The P35 Express (codenamed Bearlake) is a mainstream desktop computer chipset from Intel released in June 2007; motherboards featuring the chipset were available a month earlier.
The P35 Express chipset supports Intel's LGA 775 socket and Core 2 Duo and Quad processors, and is also known to support 45 nm Wolfdale/Yorkfield dual and quad core CPUs.
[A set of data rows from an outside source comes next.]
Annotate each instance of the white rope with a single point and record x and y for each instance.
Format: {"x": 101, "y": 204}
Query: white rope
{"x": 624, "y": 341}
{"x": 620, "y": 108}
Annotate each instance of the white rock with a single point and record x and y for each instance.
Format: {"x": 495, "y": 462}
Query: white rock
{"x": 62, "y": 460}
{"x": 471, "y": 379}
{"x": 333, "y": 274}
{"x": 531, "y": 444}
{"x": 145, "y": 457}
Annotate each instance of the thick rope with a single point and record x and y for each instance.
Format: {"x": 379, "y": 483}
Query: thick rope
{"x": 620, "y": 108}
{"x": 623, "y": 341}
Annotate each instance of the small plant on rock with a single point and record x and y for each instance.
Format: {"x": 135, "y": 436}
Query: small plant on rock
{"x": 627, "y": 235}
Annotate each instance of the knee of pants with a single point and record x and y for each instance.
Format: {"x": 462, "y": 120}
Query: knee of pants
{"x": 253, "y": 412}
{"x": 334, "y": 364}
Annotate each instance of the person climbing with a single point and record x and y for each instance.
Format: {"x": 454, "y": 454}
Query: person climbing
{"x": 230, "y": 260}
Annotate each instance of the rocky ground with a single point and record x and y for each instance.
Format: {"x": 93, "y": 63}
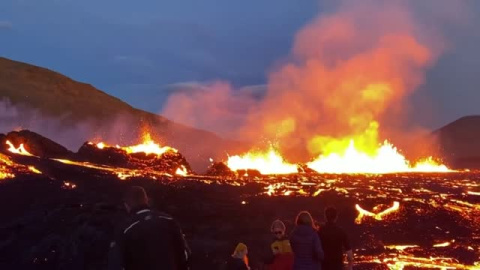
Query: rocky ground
{"x": 47, "y": 223}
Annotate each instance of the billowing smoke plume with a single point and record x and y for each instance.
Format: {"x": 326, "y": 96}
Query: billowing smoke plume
{"x": 71, "y": 134}
{"x": 349, "y": 76}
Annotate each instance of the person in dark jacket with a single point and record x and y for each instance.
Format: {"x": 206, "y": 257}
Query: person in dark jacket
{"x": 148, "y": 240}
{"x": 239, "y": 259}
{"x": 334, "y": 242}
{"x": 305, "y": 243}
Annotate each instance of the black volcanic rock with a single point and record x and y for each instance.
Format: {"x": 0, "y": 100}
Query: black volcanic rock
{"x": 219, "y": 169}
{"x": 35, "y": 144}
{"x": 459, "y": 142}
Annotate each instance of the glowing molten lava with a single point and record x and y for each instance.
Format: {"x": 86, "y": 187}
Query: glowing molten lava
{"x": 378, "y": 216}
{"x": 270, "y": 162}
{"x": 148, "y": 146}
{"x": 385, "y": 160}
{"x": 18, "y": 150}
{"x": 5, "y": 171}
{"x": 182, "y": 171}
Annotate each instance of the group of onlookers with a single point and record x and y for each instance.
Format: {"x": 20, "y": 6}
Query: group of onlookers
{"x": 152, "y": 240}
{"x": 309, "y": 247}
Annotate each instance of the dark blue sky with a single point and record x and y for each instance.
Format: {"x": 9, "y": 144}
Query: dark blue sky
{"x": 134, "y": 50}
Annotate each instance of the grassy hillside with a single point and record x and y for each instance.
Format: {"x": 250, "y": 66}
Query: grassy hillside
{"x": 51, "y": 94}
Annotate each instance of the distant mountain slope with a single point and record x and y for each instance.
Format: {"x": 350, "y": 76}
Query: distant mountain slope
{"x": 459, "y": 142}
{"x": 52, "y": 95}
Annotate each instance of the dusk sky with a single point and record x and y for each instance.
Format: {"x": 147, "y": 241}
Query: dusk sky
{"x": 137, "y": 50}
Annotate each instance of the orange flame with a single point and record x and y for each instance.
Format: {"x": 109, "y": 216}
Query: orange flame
{"x": 19, "y": 151}
{"x": 181, "y": 171}
{"x": 386, "y": 159}
{"x": 5, "y": 163}
{"x": 377, "y": 216}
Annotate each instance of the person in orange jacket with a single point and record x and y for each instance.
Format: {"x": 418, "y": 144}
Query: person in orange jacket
{"x": 282, "y": 256}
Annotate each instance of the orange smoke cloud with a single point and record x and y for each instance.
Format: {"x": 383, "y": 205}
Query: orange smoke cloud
{"x": 349, "y": 74}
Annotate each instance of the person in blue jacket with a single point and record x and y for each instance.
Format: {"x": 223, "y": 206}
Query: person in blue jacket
{"x": 306, "y": 245}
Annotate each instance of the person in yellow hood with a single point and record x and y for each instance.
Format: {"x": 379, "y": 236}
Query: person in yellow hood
{"x": 281, "y": 249}
{"x": 239, "y": 259}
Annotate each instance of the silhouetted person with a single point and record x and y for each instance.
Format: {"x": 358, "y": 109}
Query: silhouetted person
{"x": 282, "y": 256}
{"x": 148, "y": 240}
{"x": 239, "y": 259}
{"x": 306, "y": 245}
{"x": 334, "y": 242}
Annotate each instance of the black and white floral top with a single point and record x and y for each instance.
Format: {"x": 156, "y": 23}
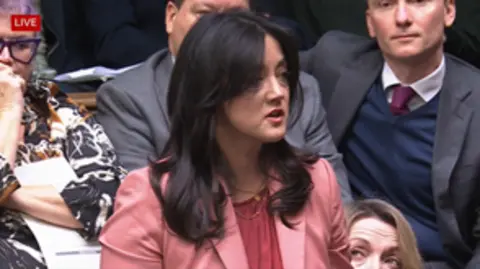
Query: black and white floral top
{"x": 56, "y": 127}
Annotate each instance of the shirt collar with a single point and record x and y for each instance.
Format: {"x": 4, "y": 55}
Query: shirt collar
{"x": 426, "y": 87}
Theoretically, Intel also dropped support for Intel's Pentium 4 and Pentium D processors with this chipset although late Pentium 4 processors, including both the 32-bit-only (5x0) and the 32-bit/64-bit (5x1), and a few others, were fully supported.

It is notable for providing the first commodity support of DDR3 SDRAM. It also supports DDR2 SDRAM; the choice is made by the motherboard manufacturer, and some manufacturers supported both DDR3 and DDR2 on the same motherboard, but only one memory type at a time, often 4× DDR2 or 2× DDR3, as in the Gigabyte GA-EP35C-DS3L/R; but DDR3-only models, such as the Gigabyte GA-EP35T-DS3L/R and the DDR2-only models, such as the Gigabyte GA-EP35-DS3L/R were also made, concurrently. Another notable point is that it does not provide Parallel ATA support; most 2007 motherboards added PATA support via a JMicron JMB361 or JMB363 chip.